HDeepFoV reconstruction for the breast phantom (Figure 1a) shows a superior geometrical accuracy (deviations < 5 mm) whilst HDFoV deviations were up to 25 mm (Figure 1b).  HDFoV accuracy varied significantly with the volume within eFoV and slice position whilst HDeepFoV showed a more consistent behaviour. HU values obtained using tissue-mimicking inserts showed similar results for soft tissue with HDeepFoV performing better for lung and bone inserts. All patient images reconstructed with HDeepFoV were considered superior in a qualitative evaluation regarding image quality and geometrical accuracy.

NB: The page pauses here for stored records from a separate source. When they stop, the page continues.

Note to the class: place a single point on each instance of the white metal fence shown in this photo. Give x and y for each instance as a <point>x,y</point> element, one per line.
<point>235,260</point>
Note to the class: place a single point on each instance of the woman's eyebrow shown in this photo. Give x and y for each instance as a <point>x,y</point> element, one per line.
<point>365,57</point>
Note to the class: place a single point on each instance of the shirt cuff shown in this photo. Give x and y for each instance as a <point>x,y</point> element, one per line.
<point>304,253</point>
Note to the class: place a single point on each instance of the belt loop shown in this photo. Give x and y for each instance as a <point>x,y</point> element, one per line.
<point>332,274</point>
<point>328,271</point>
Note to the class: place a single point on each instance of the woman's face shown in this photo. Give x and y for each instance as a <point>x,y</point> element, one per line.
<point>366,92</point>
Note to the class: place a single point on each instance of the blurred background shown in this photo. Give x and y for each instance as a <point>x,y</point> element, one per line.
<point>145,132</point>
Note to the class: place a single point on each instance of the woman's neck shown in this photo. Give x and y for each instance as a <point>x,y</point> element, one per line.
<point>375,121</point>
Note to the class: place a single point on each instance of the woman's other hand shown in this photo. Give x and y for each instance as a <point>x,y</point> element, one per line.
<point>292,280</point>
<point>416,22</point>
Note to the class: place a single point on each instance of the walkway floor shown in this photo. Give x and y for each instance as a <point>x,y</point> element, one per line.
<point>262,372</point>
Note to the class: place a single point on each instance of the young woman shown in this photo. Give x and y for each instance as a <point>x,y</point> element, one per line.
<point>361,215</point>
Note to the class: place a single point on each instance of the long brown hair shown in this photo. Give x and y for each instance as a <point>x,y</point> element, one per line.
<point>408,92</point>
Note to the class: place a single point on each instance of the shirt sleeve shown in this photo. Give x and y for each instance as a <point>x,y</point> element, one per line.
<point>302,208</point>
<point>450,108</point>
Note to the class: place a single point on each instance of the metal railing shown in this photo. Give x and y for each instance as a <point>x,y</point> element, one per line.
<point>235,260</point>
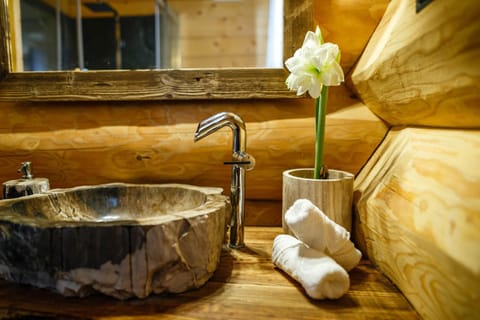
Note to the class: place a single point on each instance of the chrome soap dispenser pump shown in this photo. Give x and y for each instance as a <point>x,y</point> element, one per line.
<point>25,186</point>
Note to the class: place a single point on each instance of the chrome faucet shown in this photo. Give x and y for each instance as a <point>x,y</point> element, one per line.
<point>241,161</point>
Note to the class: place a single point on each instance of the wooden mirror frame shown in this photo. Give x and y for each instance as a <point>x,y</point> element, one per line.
<point>161,84</point>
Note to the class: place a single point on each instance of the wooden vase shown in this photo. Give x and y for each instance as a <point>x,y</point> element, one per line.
<point>333,195</point>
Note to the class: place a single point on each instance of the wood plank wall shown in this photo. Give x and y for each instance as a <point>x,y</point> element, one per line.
<point>97,142</point>
<point>418,198</point>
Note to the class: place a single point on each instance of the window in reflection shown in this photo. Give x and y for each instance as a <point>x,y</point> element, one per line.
<point>148,34</point>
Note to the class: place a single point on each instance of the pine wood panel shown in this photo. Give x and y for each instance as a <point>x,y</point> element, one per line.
<point>246,285</point>
<point>418,216</point>
<point>424,69</point>
<point>77,144</point>
<point>348,24</point>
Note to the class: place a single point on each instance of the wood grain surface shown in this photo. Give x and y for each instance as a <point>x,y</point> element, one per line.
<point>79,144</point>
<point>424,69</point>
<point>418,217</point>
<point>245,286</point>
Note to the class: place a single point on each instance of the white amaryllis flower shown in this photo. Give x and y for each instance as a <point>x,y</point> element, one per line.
<point>314,65</point>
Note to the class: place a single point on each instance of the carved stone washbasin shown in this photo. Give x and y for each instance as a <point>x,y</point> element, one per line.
<point>123,240</point>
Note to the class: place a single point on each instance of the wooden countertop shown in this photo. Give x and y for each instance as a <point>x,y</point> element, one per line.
<point>246,285</point>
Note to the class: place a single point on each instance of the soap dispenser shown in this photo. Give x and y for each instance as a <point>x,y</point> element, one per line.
<point>25,186</point>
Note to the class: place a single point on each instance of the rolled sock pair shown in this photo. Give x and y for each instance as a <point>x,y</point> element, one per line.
<point>319,255</point>
<point>320,275</point>
<point>311,226</point>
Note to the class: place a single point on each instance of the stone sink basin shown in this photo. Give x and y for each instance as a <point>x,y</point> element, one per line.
<point>123,240</point>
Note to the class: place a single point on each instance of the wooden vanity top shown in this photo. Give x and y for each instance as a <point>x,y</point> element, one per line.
<point>246,285</point>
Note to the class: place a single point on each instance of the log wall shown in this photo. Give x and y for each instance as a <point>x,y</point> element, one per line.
<point>417,201</point>
<point>77,143</point>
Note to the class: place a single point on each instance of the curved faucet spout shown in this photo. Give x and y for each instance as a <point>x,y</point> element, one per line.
<point>241,161</point>
<point>220,120</point>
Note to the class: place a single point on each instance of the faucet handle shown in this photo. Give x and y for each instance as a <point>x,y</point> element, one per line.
<point>242,159</point>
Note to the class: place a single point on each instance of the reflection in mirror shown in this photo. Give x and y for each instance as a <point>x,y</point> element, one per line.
<point>149,34</point>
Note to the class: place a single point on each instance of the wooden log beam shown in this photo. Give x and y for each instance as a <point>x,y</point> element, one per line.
<point>424,69</point>
<point>417,217</point>
<point>78,144</point>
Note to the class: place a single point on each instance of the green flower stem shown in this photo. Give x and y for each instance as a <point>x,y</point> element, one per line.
<point>320,114</point>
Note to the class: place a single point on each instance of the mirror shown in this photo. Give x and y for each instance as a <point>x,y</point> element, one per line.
<point>175,82</point>
<point>148,34</point>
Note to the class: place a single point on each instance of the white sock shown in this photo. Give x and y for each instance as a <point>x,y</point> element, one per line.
<point>320,275</point>
<point>310,225</point>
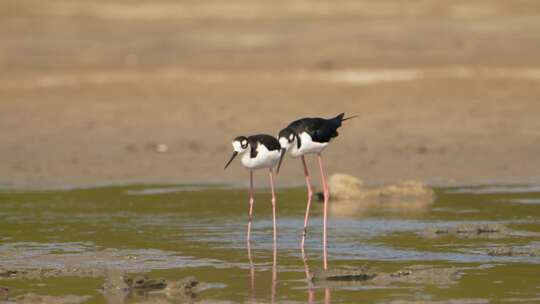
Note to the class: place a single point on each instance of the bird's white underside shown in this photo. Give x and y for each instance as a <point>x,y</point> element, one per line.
<point>307,146</point>
<point>264,158</point>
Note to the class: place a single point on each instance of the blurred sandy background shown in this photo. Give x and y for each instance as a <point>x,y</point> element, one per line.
<point>90,91</point>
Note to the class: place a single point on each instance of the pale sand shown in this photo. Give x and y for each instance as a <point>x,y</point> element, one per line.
<point>447,92</point>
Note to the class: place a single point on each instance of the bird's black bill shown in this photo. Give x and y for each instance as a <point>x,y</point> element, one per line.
<point>230,160</point>
<point>281,158</point>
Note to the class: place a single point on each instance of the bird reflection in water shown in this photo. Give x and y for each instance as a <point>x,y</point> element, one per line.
<point>311,287</point>
<point>252,272</point>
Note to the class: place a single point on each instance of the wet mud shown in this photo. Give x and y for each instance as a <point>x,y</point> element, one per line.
<point>140,244</point>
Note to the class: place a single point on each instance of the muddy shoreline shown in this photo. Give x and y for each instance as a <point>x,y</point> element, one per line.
<point>442,91</point>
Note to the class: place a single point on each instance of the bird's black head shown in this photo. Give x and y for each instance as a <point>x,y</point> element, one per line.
<point>286,137</point>
<point>240,145</point>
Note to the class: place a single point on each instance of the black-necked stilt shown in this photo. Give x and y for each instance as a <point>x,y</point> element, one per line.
<point>306,136</point>
<point>258,152</point>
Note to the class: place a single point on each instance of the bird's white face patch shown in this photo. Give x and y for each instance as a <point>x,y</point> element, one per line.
<point>284,143</point>
<point>237,146</point>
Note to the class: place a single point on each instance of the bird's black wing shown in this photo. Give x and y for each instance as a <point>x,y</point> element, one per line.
<point>269,141</point>
<point>321,130</point>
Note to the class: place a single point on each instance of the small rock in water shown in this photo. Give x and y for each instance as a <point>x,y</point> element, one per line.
<point>347,187</point>
<point>143,283</point>
<point>31,298</point>
<point>343,275</point>
<point>116,281</point>
<point>469,230</point>
<point>518,251</point>
<point>184,287</point>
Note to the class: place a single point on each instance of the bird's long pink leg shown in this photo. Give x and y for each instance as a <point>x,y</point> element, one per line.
<point>326,194</point>
<point>251,270</point>
<point>273,202</point>
<point>274,274</point>
<point>310,195</point>
<point>311,291</point>
<point>251,201</point>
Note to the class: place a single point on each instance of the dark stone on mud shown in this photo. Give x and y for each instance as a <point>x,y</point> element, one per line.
<point>470,230</point>
<point>31,298</point>
<point>524,251</point>
<point>8,273</point>
<point>4,293</point>
<point>143,283</point>
<point>479,229</point>
<point>118,285</point>
<point>343,275</point>
<point>184,287</point>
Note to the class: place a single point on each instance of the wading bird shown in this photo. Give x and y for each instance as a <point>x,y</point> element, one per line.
<point>311,136</point>
<point>257,152</point>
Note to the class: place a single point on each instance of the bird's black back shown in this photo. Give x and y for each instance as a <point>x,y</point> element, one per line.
<point>269,141</point>
<point>320,129</point>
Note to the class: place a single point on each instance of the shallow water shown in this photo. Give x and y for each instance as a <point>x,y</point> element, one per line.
<point>76,237</point>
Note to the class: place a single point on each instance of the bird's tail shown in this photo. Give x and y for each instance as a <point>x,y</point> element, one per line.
<point>341,117</point>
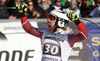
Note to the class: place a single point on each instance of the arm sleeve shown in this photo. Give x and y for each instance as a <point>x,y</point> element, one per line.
<point>29,29</point>
<point>83,34</point>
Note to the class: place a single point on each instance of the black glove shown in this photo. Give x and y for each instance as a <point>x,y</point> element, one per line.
<point>73,17</point>
<point>22,8</point>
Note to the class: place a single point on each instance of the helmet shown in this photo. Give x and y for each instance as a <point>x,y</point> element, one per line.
<point>58,16</point>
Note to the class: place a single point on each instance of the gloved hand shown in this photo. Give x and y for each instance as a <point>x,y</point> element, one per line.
<point>73,17</point>
<point>22,8</point>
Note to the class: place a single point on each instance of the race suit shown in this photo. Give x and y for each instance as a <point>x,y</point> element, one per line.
<point>56,46</point>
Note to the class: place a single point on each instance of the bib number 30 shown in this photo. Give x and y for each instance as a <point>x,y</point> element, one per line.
<point>52,49</point>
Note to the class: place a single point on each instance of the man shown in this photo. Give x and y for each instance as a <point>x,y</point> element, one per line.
<point>57,41</point>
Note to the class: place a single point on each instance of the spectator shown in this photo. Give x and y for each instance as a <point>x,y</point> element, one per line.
<point>73,8</point>
<point>96,12</point>
<point>58,5</point>
<point>32,13</point>
<point>3,12</point>
<point>86,8</point>
<point>43,8</point>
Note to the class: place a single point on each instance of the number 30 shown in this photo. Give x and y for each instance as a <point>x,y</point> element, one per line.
<point>52,49</point>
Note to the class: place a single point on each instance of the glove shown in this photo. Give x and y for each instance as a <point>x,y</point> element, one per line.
<point>73,17</point>
<point>22,8</point>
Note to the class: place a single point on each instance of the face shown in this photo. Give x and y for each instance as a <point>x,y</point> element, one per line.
<point>51,26</point>
<point>51,22</point>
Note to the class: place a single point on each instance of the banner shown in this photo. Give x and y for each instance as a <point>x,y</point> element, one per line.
<point>16,44</point>
<point>94,41</point>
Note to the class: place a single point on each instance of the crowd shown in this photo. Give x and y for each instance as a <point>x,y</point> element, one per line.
<point>40,8</point>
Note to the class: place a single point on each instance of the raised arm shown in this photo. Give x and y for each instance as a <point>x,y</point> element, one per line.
<point>83,33</point>
<point>22,8</point>
<point>29,29</point>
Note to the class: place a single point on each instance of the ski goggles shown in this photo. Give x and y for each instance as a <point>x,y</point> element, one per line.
<point>51,18</point>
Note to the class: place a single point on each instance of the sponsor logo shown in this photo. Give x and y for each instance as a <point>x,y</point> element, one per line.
<point>49,59</point>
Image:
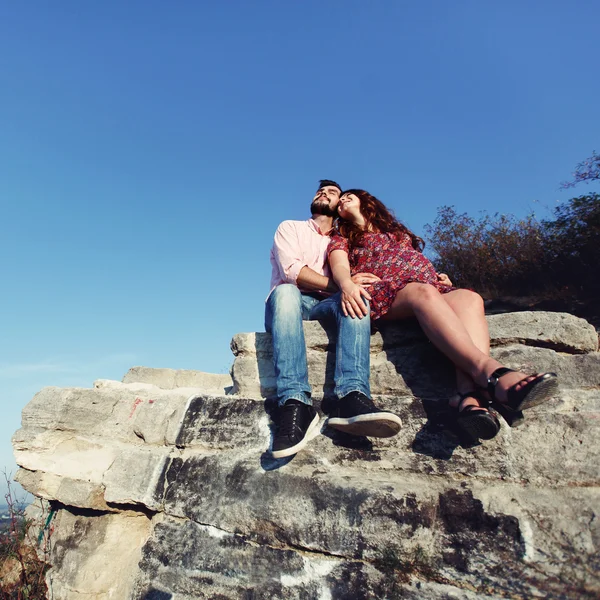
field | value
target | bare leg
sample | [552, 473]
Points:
[449, 334]
[468, 307]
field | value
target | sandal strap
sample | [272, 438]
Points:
[478, 395]
[493, 379]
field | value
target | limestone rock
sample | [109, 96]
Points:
[168, 491]
[400, 354]
[169, 379]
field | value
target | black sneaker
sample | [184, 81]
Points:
[294, 422]
[356, 414]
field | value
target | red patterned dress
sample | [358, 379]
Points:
[394, 260]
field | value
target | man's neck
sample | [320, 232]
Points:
[325, 223]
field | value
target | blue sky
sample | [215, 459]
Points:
[149, 150]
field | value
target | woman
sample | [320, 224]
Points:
[371, 240]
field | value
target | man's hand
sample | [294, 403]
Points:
[352, 300]
[444, 279]
[365, 279]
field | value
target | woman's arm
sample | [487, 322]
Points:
[352, 293]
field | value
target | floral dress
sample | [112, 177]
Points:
[394, 260]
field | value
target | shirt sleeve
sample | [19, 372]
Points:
[337, 242]
[287, 252]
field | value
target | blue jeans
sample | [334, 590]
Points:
[285, 310]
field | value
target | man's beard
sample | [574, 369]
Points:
[320, 207]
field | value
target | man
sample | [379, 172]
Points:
[302, 289]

HDFoV reconstructions showed high HU values (similar to bone) in regions of soft tissue near the edges of the sFoV which was not observed using HDeepFoV. In addition, a CT radiopaque placed on the skin of a patient was reconstructed inside the body in one slice whilst another marker was suspended in the air in another slice obtained with HDFoV.  The reconstructions obtained with HDeepFoV placed the markers in more realistic positions (Figure 2).




Conclusion

eFoV reconstruction is an important resource since there is no alternative to the use of truncation in the eFoV region.  However, it should be used carefully since there is ground truth for patients and results depend on several aspects such as the volume within eFoV. Our results obtained with phantom and patients indicate HDeepFoV is more accurate and resulted in better quality images than current commercial versions.